Azzoppando l'attività di un paio di geni con due colpi di precisione inferti dalla CRISPR è possibile aumentare la produttività di un campo di mais del 10%, e quella di una risaia dell'8%. Un lavoro pubblicato su Science cerca nella millenaria tradizione agricola e nelle possibilità offerte dall'editing genetico nuovi modi di garantire la sicurezza alimentare globale - a partire dalle basi di ogni dieta, i cereali.

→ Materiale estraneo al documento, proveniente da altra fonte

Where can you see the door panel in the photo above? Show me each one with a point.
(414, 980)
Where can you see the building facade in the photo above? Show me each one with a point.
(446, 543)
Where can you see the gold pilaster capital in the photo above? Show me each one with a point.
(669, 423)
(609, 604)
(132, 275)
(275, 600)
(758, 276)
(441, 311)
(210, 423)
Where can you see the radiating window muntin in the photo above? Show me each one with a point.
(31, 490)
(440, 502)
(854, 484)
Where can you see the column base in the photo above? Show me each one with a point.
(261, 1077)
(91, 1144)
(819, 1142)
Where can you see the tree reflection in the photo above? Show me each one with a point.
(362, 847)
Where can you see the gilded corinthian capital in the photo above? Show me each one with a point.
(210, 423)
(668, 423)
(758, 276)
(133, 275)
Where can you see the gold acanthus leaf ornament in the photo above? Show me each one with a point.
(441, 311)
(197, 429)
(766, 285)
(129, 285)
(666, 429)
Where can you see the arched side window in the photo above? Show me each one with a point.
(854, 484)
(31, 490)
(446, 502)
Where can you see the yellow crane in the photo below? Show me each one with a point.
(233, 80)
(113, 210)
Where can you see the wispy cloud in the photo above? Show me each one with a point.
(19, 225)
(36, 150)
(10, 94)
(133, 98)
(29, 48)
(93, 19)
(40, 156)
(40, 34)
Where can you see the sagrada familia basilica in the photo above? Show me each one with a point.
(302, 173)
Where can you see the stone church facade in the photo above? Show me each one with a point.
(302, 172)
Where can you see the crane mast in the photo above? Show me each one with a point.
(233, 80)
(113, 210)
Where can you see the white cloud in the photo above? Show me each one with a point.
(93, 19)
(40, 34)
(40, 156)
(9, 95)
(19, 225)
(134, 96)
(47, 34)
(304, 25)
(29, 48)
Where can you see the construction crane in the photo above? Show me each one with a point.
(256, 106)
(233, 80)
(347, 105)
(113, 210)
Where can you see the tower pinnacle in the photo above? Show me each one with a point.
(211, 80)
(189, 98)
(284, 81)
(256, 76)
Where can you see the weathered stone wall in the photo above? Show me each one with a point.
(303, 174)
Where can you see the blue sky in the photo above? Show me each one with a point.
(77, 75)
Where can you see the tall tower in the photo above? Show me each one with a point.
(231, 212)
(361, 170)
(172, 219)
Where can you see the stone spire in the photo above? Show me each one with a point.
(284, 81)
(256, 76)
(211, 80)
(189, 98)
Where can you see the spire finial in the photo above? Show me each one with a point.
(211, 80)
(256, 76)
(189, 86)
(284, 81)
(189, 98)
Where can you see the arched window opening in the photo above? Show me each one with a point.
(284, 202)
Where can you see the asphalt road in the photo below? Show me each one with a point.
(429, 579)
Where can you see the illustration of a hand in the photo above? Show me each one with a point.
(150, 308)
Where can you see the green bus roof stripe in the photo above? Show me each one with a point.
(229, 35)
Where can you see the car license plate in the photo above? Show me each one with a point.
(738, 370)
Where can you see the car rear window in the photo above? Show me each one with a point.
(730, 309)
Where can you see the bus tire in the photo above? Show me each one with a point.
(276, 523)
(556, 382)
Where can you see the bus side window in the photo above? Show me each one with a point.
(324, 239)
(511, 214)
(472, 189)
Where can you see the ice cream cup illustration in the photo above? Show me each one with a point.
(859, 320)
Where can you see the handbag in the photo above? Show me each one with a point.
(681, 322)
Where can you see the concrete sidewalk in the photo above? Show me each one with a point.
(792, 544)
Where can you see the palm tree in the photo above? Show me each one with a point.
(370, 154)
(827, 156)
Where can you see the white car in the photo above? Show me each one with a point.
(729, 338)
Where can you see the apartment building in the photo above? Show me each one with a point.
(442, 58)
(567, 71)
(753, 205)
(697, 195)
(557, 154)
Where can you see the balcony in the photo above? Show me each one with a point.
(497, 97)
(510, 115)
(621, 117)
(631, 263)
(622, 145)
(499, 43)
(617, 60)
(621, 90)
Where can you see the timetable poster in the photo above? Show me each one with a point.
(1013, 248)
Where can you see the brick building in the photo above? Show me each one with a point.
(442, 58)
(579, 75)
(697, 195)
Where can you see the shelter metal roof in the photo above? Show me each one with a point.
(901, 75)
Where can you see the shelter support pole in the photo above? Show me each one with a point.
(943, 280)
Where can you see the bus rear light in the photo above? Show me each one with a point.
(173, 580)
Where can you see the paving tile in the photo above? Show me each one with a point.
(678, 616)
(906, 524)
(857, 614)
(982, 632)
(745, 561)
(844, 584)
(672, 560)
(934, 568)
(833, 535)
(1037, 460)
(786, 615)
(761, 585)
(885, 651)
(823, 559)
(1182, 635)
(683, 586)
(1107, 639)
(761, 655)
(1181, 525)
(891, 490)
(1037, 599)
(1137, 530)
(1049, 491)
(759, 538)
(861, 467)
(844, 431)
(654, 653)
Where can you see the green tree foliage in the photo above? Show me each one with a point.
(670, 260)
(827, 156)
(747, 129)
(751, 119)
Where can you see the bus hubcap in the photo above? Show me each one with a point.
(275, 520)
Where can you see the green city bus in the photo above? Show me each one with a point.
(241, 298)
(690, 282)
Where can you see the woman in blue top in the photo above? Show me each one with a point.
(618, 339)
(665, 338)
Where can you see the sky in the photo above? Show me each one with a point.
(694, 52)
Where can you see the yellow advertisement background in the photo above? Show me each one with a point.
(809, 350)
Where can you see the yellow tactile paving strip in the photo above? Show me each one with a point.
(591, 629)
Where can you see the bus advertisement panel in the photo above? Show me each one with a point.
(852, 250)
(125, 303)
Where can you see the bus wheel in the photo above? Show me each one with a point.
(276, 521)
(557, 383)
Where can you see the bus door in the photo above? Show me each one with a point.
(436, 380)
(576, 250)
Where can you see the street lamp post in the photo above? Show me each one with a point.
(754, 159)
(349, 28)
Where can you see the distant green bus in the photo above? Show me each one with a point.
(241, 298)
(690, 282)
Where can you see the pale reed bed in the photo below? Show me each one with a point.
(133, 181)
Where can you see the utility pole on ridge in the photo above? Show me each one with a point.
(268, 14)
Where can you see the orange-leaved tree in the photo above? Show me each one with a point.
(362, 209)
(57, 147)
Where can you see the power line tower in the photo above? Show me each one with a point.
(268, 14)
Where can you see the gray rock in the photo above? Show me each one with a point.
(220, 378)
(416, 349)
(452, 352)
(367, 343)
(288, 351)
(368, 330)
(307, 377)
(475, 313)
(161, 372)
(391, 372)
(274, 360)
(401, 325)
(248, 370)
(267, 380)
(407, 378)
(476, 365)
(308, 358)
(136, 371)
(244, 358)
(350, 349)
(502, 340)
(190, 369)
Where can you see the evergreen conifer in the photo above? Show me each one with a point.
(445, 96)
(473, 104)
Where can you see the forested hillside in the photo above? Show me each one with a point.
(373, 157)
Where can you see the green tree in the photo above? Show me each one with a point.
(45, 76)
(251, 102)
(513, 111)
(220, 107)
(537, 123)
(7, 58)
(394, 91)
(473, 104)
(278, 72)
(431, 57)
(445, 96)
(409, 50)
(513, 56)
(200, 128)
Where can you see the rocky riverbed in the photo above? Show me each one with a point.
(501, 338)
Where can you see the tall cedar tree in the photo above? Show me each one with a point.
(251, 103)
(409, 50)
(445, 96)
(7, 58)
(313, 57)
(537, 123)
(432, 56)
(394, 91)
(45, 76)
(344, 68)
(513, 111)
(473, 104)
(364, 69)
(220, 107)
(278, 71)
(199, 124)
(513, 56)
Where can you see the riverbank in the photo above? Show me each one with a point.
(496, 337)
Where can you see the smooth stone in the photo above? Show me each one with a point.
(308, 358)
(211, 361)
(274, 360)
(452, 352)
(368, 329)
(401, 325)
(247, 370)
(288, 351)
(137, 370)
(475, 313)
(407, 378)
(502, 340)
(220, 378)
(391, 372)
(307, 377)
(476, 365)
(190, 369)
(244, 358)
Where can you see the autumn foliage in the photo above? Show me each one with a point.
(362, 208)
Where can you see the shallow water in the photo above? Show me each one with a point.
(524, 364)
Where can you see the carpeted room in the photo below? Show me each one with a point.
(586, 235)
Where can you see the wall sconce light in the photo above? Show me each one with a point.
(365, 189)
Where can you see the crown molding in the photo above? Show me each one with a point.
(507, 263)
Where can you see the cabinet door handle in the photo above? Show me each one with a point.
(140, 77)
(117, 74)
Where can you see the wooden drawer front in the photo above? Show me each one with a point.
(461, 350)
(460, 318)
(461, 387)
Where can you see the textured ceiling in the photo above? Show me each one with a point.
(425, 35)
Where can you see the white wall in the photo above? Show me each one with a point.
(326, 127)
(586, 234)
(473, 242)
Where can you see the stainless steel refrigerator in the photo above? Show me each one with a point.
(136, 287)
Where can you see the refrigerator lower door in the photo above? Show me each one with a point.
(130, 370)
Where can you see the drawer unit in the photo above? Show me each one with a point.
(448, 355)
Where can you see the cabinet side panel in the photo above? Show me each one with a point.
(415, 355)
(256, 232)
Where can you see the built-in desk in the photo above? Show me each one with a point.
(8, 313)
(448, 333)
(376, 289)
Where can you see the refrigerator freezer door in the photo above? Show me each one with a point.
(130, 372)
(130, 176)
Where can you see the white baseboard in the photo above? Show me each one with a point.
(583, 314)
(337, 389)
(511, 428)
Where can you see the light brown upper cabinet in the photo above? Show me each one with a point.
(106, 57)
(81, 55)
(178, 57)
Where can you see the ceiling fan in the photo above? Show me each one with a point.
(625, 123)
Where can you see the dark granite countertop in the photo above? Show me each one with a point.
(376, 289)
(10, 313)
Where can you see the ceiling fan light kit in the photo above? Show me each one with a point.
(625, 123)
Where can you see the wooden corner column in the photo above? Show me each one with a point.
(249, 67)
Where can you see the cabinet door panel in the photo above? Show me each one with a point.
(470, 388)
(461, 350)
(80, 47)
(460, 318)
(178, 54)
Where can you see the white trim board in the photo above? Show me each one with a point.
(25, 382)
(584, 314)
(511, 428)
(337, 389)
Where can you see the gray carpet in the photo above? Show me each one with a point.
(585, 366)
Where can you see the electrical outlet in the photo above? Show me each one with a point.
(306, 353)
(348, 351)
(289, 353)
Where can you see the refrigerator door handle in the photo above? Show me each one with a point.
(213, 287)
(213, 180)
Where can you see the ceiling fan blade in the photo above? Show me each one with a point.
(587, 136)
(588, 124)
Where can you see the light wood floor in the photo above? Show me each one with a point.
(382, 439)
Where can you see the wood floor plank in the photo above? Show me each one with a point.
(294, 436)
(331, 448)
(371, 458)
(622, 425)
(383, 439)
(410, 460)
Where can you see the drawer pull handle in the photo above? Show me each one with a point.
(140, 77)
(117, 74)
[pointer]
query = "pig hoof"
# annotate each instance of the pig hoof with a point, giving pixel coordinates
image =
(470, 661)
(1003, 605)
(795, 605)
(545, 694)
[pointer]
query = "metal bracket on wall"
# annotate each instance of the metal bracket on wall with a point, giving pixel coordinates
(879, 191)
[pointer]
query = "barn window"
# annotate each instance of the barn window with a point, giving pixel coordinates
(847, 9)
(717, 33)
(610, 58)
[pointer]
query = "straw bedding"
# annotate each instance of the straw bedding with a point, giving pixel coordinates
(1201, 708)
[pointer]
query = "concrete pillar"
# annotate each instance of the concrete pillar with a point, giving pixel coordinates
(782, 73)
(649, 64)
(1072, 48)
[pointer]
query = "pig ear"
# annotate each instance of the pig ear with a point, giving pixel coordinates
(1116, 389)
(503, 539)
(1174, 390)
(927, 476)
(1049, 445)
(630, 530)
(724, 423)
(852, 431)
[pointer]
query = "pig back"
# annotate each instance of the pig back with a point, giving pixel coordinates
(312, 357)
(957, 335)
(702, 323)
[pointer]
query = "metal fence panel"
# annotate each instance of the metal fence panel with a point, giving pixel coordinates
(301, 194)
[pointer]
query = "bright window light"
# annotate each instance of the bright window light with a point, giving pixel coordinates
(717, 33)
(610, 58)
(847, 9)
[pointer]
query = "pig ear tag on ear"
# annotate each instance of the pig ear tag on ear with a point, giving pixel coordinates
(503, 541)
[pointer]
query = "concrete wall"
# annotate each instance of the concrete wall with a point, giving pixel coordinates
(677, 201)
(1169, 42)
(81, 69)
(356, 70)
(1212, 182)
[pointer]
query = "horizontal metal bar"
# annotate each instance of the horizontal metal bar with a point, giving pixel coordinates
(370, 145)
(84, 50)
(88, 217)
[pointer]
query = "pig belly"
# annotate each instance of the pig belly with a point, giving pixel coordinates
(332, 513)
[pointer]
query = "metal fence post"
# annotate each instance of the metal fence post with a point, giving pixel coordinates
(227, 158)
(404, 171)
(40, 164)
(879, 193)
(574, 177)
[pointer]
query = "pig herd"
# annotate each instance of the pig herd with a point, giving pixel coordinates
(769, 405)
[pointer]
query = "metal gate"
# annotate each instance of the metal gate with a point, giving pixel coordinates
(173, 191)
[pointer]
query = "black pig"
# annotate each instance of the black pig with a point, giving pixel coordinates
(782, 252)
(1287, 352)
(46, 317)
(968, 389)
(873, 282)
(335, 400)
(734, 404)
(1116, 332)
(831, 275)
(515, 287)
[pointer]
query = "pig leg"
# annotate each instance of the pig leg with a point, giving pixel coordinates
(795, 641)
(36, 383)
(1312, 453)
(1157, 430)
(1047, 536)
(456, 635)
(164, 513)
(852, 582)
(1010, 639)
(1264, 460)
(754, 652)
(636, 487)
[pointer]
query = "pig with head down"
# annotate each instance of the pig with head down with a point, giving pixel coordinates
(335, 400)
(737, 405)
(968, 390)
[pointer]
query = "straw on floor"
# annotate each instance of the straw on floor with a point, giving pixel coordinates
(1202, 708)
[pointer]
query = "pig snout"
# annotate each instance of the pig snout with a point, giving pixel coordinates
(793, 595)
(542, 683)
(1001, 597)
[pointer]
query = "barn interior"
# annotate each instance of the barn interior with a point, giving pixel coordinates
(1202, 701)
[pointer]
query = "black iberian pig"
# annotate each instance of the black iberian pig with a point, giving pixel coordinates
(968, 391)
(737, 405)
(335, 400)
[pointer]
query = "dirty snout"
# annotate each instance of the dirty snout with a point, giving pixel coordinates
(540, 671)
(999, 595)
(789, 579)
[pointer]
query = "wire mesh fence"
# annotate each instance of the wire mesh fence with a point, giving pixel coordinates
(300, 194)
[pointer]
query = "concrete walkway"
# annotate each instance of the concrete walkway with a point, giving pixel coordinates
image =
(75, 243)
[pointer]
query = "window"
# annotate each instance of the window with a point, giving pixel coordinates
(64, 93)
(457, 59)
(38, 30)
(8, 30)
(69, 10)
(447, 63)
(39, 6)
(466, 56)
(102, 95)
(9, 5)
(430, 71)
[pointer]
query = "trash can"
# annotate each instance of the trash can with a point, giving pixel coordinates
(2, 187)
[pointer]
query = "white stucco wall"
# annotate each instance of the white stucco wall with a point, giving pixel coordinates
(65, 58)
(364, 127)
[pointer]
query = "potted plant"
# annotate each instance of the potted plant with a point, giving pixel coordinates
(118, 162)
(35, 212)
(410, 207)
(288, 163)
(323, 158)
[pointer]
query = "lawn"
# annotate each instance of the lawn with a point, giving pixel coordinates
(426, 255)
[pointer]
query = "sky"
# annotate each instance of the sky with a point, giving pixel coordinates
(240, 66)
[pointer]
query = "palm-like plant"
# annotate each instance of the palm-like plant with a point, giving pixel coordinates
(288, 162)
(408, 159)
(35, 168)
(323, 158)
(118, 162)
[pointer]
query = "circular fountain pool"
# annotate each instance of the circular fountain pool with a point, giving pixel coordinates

Stessi risultati. Mais e riso, rispettivamente il cereale più coltivato e quello più consumato dall'uomo, hanno storie e geografie di domesticazione molto diverse. Quella del mais sarebbe avvenuta in Messico, mentre l'uso culinario del riso affonda le radici in Cina. Eppure la paziente selezione, di stagione in stagione, dei semi migliori da parte degli agricoltori ha portato questi cereali a evolvere tratti genetici simili, in un esempio di convergenza evolutiva.
Le chiavi dell'abbondanza. Xiaohong Yang, uno scienziato della China Agricultural University di Pechino, ha mappato il genoma di mais e riso e individuato 490 coppie di geni che sembrano rivestire analoghe funzioni in entrambi i cereali. Molti di questi geni sono coinvolti nel metabolismo dell'amido e rendono i chicchi più nutrienti. Ma due in particolare hanno catturato l'interesse del ricercatore: sono KRN2 e OsKRN2, presenti il primo nel mais e il secondo nel riso, e sembrano avere un ruolo nel decidere quanto un raccolto sarà produttivo. Determinano infatti quanti chicchi di mais o quante pannocchie (ossia i rami carichi di fiori sulla pianta del riso) nasceranno.
Silenzio! Entrambi i geni sono più utili da spenti. Usando la CRISPR per disabilitare l'attività del KRN2, la pianta del mais produce due file di chicchi in più e la resa dei raccolti aumenta del 10%. Se si zittisce nel riso il gene OsKRN2 si ottengono risultati analoghi: aumenta il numero di pannocchie e il raccolto "lievita" dell'8%. Ora i ricercatori stanno studiando il gene KRN2 anche nel frumento e in alcune varietà selvatiche di cereali, che di solito hanno una resa minore ma sopportano meglio le alte temperature. Il punto è capire se sia possibile inserire i geni che aumentano la resa in queste piante, non addomesticate ma più resistenti ai cambiamenti climatici.